Autoscaling is a cloud system or process that adjusts available resources based on the current demand. Autoscaling performs scaling in and out, as opposed to scaling up and down.

Azure App Service autoscaling

Autoscaling in Azure App Service monitors the resource metrics of a web app as the web app runs. App Service detects when more resources are required to handle an increasing workload, and ensures those resources are available before the system becomes overloaded.

Autoscaling responds to changes in the environment by adding or removing web servers and balancing the load among them. Autoscaling doesn't affect the CPU power, memory, or storage capacity of the web servers powering the web app, it only changes the number of web servers.

Autoscaling rules

Autoscaling makes its decisions based on rules that you define. A rule specifies the threshold for a metric, and triggers an autoscale event when this threshold is crossed. Autoscaling can also de-allocate resources when the workload diminishes.

Define your autoscaling rules carefully. For example, a denial-of-service (DoS) attack will likely result in a large-scale influx of incoming traffic. Trying to handle a surge in requests caused by a DoS attack would be fruitless and expensive. These requests aren't genuine and should be discarded rather than processed. A better solution is to implement detection and filtering of requests that occur during such an attack before they reach your service.

When should you consider autoscaling?

Autoscaling provides elasticity for your web services. It's a suitable solution when hosting any application for which you can't easily predict the workload, or for which the workload is likely to significantly vary by date or time of day. For example, you might expect increased or reduced activity for a business app during holidays.

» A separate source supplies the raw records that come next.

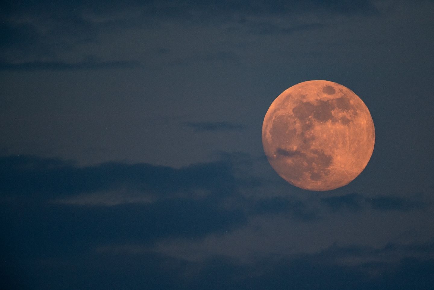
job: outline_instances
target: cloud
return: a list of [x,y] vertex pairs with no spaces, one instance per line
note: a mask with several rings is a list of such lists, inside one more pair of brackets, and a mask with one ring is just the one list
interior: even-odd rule
[[321,201],[335,212],[344,209],[357,212],[369,206],[373,209],[381,211],[405,211],[420,208],[423,205],[420,201],[399,196],[378,196],[375,197],[365,197],[358,193],[322,198]]
[[12,63],[0,62],[0,71],[78,70],[109,69],[113,68],[143,68],[136,61],[89,62],[68,63],[63,62],[32,62]]
[[420,205],[409,199],[398,196],[380,196],[373,198],[367,198],[374,209],[382,211],[396,210],[405,211],[419,207]]
[[79,167],[56,158],[10,156],[0,157],[0,192],[46,199],[124,189],[160,196],[195,190],[224,196],[237,186],[234,166],[227,158],[179,169],[118,162]]
[[183,122],[182,124],[197,131],[217,131],[239,130],[244,128],[241,125],[227,122]]
[[329,206],[333,212],[342,210],[344,209],[357,211],[362,208],[363,197],[361,195],[357,193],[348,193],[341,196],[322,198],[321,201]]
[[277,196],[260,199],[252,205],[252,213],[256,215],[287,214],[297,220],[309,221],[319,217],[302,202]]

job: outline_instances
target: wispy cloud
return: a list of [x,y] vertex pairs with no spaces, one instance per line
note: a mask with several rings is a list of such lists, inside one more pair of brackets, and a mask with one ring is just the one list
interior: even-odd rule
[[321,201],[333,212],[345,209],[356,212],[369,208],[381,211],[406,211],[419,209],[423,205],[420,201],[398,196],[379,195],[371,197],[364,197],[358,193],[322,198]]

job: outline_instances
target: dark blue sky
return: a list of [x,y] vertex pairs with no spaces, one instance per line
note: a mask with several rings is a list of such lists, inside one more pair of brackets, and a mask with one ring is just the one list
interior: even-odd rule
[[[428,289],[434,1],[3,1],[2,289]],[[365,170],[282,179],[263,117],[325,79]]]

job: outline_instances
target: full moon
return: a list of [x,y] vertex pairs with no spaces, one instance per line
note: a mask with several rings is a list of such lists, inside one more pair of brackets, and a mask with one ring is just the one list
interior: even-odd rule
[[363,101],[327,81],[286,90],[270,106],[262,126],[271,166],[291,184],[309,190],[350,183],[366,167],[375,143],[374,122]]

Autoscaling improves availability and fault tolerance. It can help ensure that client requests to a web service won't be denied either because an instance is unable to acknowledge requests in a timely manner or because an overloaded instance crashes.

Autoscaling works by adding or removing web servers. If your web apps perform resource-intensive processing as part of each request, then autoscaling might be an ineffective approach. In these situations, manually scaling up might be necessary. For example, if a request sent to a web app involves performing complex processing over a large dataset, depending on the instance size, this single request could exhaust the processing and memory capacity of the instance.

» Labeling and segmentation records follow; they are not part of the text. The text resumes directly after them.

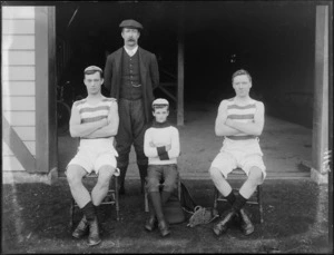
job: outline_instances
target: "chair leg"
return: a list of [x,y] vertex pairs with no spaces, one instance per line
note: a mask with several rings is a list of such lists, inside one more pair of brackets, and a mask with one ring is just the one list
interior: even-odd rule
[[75,206],[76,206],[76,204],[75,204],[76,202],[75,202],[75,199],[73,198],[71,198],[71,205],[70,205],[70,223],[69,223],[69,227],[70,228],[72,228],[72,226],[73,226],[73,222],[75,222]]
[[219,197],[219,194],[218,194],[218,189],[216,188],[215,186],[215,195],[214,195],[214,212],[217,212],[217,204],[218,204],[218,197]]
[[259,222],[263,223],[263,206],[262,206],[262,186],[257,186],[257,202],[258,202],[258,213],[259,213]]
[[144,190],[144,197],[145,197],[145,213],[148,213],[148,197],[147,197],[147,190]]
[[115,180],[115,207],[116,207],[116,220],[119,222],[118,177],[114,176],[114,180]]
[[178,200],[179,202],[180,202],[180,193],[181,193],[180,178],[178,177],[178,180],[177,180],[177,195],[178,195]]

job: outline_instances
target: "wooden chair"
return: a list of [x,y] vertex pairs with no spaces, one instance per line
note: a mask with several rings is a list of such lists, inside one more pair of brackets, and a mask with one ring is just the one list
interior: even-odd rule
[[[116,170],[119,174],[119,169],[116,168]],[[86,176],[84,176],[82,182],[85,182],[85,179],[89,180],[89,179],[94,179],[95,183],[98,179],[98,175],[95,171],[91,171],[90,174],[87,174]],[[89,190],[89,193],[91,193],[91,190]],[[117,222],[119,220],[119,196],[118,196],[118,176],[112,175],[109,182],[109,189],[107,193],[107,196],[105,197],[105,199],[101,202],[100,204],[102,205],[111,205],[115,206],[116,209],[116,219]],[[71,206],[70,206],[70,227],[73,226],[73,220],[75,220],[75,210],[76,208],[79,208],[79,206],[77,205],[76,200],[73,198],[71,198]],[[111,213],[111,210],[110,210]]]
[[[240,168],[235,168],[232,173],[228,174],[228,179],[246,179],[246,174]],[[239,188],[233,188],[234,192],[239,190]],[[215,196],[214,196],[214,210],[217,212],[218,202],[226,202],[227,199],[218,192],[215,186]],[[262,199],[262,185],[258,185],[256,192],[247,200],[246,204],[256,205],[258,207],[259,222],[263,223],[263,199]]]

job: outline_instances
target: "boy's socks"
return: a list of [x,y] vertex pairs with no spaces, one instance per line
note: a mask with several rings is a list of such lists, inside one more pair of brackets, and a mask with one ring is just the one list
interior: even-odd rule
[[95,205],[90,202],[88,202],[84,207],[82,212],[86,215],[87,220],[91,222],[95,216],[96,216],[96,207]]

Autoscaling isn't the best approach for handling long-term growth. You might have a web app that starts with a few users but becomes more popular over time. Autoscaling has an overhead associated with monitoring resources and determining whether to trigger a scaling event. In this scenario, if you can anticipate the rate of growth, manually scaling the system over time might be more cost-effective.

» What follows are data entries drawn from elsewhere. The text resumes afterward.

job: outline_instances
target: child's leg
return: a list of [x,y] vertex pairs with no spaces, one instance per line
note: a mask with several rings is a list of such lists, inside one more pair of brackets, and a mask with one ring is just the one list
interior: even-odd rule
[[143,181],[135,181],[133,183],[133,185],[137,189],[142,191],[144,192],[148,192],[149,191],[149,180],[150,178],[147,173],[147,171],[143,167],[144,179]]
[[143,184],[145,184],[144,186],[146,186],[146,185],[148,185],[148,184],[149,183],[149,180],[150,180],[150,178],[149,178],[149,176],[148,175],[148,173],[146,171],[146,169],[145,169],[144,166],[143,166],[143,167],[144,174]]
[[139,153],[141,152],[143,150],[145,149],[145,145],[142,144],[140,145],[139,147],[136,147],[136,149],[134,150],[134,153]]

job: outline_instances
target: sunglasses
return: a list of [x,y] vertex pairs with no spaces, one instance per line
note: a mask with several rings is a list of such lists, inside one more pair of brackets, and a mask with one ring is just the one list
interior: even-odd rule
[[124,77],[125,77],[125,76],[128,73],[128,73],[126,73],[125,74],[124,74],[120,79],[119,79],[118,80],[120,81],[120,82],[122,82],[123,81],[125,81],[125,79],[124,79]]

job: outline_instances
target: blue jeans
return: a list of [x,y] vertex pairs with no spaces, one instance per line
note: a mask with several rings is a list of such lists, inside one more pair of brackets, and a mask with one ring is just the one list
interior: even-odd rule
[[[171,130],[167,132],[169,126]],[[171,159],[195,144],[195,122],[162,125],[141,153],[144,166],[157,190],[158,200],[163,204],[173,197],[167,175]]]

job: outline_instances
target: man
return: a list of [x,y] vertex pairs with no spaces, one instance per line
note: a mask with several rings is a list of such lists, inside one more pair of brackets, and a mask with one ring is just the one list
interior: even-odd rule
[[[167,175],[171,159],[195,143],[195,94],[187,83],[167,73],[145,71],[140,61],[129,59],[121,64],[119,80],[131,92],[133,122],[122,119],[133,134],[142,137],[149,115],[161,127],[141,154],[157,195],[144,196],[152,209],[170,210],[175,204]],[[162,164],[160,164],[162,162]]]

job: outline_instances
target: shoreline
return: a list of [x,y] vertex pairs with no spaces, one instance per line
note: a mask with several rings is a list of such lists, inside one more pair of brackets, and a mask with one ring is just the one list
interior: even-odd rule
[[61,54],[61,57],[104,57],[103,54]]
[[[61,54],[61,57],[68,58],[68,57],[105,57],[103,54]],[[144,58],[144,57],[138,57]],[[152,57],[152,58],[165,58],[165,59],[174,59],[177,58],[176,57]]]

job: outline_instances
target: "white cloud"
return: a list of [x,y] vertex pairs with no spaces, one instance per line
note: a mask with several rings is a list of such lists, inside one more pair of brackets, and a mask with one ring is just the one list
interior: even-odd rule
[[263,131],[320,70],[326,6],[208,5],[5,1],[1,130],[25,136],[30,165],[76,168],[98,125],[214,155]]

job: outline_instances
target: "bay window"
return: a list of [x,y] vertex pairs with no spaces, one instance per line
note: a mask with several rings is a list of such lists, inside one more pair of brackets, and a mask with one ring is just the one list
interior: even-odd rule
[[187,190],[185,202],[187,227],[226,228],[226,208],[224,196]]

The number of instances of a web service is also a factor when considering autoscaling. You might expect to run only a few instances of a service most of the time. However, in this situation, your service will always be susceptible to downtime or lack of availability whether autoscaling is enabled or not. The fewer the number of instances initially, the less capacity you have to handle an increasing workload while autoscaling spins up more instances.